I’ve been trying to piece together some things. It’s particularly difficult with the people I want to know about at the moment—Dorothea Lange and Clarence H. White. I have yet to find a decent biography on either of them. Lange has many books written about her, but amazingly nearly all of them (except Photographs of a Lifetime) are written for juvenile audiences—not exactly what you would call rigorous scholarship. However, images by and of Lange are easy to find. Exactly the opposite is the case with White. Though he was a prolific photographer, it is much easier to find work by his students than by him. Biographical information on White is fairly easy to find, but I could only piece together a gallery of fifteen images.

It’s interesting to me that Lange would be such an iconic figure for authors of juvenile literature. She had polio as a child, and had great difficulty in school. She barely passed high school, and though she enrolled in Columbia Teacher’s College, she dropped out to become a photographer. She attended one class at the Clarence White School of Photography, but never completed any of White’s assignments. They are especially proud of that fact in the extant biographies. A perfect role model for children—a woman who never did her homework.

Gender and Politics

Gender and Politics

While I generally don’t say much about the gender and technology issues which fuel many of the people I read, or politics either—another favorite topic of many blogs I read— one of the blog threads now dying made me raise an eyebrow, Spock-like. Ms. Lauren wrote a nice attempt to quit obsessing about the latest permutation:

I don’t believe that female bloggers are so much entitled to higher readership and recognition as much as female bloggers are taken less seriously and relegated to second- and third-tier status. Various possible reasons have been cited for this phenomenon elsewhere on this blog and on others, but for the sake of time management, I’m not able to address this at this time. I think it’s more a reflection of several negative cultural values than a phenomenon that occurs on it’s own and brands others as “evil male chauvinist pigs,” as one commenter said.

. . . Call me Nostradamus when I predict that the question will be asked again by December.

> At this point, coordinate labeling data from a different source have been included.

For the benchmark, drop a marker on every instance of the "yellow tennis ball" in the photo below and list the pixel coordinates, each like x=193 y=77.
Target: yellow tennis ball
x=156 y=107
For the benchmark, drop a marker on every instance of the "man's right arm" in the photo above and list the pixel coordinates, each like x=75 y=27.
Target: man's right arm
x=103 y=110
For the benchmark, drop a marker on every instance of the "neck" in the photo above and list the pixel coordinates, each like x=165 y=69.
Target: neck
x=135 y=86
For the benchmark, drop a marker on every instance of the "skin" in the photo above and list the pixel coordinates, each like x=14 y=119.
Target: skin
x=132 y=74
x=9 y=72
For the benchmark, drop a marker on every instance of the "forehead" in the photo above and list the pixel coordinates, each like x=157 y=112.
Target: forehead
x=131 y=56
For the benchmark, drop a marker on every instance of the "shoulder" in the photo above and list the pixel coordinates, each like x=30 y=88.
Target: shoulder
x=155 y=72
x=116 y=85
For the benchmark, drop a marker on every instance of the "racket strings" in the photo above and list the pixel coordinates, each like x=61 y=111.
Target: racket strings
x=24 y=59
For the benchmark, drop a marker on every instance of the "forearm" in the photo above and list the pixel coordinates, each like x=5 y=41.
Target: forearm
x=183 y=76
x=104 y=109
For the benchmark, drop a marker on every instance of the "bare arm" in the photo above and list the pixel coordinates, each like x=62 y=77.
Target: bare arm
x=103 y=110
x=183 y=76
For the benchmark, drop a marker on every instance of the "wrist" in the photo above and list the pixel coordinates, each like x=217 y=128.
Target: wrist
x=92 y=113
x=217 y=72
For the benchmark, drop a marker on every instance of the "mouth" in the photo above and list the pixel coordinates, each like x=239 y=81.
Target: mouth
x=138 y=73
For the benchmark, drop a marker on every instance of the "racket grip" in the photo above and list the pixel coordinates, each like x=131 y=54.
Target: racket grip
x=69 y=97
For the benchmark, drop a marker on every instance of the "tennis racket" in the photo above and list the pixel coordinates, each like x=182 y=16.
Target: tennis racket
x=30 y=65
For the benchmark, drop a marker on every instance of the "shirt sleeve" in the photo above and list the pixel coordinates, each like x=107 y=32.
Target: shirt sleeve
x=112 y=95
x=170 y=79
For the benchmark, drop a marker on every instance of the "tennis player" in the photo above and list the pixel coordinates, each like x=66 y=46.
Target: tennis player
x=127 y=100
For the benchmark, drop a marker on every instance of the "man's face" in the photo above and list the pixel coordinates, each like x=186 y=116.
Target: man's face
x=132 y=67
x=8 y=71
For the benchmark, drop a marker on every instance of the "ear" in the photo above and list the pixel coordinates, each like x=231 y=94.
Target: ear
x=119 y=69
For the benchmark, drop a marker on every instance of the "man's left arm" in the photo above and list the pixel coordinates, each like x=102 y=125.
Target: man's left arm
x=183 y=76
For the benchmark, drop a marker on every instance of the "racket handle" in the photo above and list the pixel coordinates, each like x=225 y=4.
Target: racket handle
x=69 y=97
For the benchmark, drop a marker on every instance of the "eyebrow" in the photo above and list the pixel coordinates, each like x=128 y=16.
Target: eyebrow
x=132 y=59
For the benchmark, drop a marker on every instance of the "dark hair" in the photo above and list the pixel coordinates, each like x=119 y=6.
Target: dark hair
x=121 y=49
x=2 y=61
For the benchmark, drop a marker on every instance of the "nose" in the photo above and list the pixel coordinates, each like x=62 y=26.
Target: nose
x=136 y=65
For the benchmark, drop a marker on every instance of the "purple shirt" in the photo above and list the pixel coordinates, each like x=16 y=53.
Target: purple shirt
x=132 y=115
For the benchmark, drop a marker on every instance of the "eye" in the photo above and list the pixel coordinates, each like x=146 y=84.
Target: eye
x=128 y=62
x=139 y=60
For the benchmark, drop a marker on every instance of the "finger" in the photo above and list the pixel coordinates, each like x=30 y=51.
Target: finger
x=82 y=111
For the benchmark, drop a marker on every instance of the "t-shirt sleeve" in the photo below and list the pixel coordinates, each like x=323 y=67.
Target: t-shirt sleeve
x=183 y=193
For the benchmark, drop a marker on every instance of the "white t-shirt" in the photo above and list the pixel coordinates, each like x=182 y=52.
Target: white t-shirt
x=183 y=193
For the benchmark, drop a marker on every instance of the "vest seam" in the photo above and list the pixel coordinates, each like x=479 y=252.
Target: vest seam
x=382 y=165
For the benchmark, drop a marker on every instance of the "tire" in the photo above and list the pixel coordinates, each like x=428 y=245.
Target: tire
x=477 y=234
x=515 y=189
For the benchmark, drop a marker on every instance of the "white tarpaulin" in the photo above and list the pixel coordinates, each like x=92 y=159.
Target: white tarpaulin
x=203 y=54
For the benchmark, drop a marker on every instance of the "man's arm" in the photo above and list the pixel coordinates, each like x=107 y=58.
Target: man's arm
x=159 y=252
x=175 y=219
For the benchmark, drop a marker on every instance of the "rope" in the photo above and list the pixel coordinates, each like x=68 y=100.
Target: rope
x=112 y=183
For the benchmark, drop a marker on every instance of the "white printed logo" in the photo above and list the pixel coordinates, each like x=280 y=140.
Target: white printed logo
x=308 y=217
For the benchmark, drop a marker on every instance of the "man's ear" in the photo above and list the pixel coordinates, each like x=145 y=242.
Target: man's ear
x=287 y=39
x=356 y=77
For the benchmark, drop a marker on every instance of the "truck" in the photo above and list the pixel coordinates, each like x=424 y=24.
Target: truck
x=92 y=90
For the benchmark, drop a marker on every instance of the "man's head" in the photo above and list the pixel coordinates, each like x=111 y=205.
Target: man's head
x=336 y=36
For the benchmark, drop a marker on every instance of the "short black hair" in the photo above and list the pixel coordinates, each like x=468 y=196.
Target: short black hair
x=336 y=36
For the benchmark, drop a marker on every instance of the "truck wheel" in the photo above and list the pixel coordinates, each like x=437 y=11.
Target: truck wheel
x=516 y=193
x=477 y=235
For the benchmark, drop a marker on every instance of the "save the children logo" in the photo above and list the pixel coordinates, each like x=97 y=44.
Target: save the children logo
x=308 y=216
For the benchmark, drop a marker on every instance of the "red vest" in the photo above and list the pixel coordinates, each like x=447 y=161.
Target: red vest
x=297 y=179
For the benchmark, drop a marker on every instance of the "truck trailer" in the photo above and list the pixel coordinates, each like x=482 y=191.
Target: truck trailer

The struggle to maintain visibility for women’s opinions seems to be a never-ending task. I was shuffling through some old articles gathered for my research and found “Political News and Female Readership in Antebellum Boston and its Region” by Ronald and Mary Zboray [Journalism History v. 22 (Spring 1996) p. 2-14]. Here’s the abstract:

The writers examine collections of Boston-area family papers containing references to women reading political news or otherwise demonstrating women’s awareness of events. They explain that although the women considered led mainly domestic lives, they were rooted in a familial or local culture that supported women’s participation in Whiggish, liberal Protestant, antislavery, and temperance causes. They find that these women exchanged news stories with men and other women and often made extensive commentary on newspaper reports of political events. They conclude that future historians should avoid assumptions that women in general were not devoted readers of newspapers and knowledgeable consumers and producers of political culture.

This debate does seem to return, over and over again. There is something deeply illogical about it. The less “visible” segments of society are often seen as totally unconcerned with the topics that those in power push. Why is it that historians (current and past) want to paint women with invisible paint? I just don’t get it—it makes the “conspiracy theories” of gender seem credible. However, as Barb L’Eplattenier used to be fond of pointing out—I’m a card-carrying member of the patriarchy, therefore my incredulity is understandable. I wish there was someplace I could burn that damn card. I didn’t volunteer— I was drafted.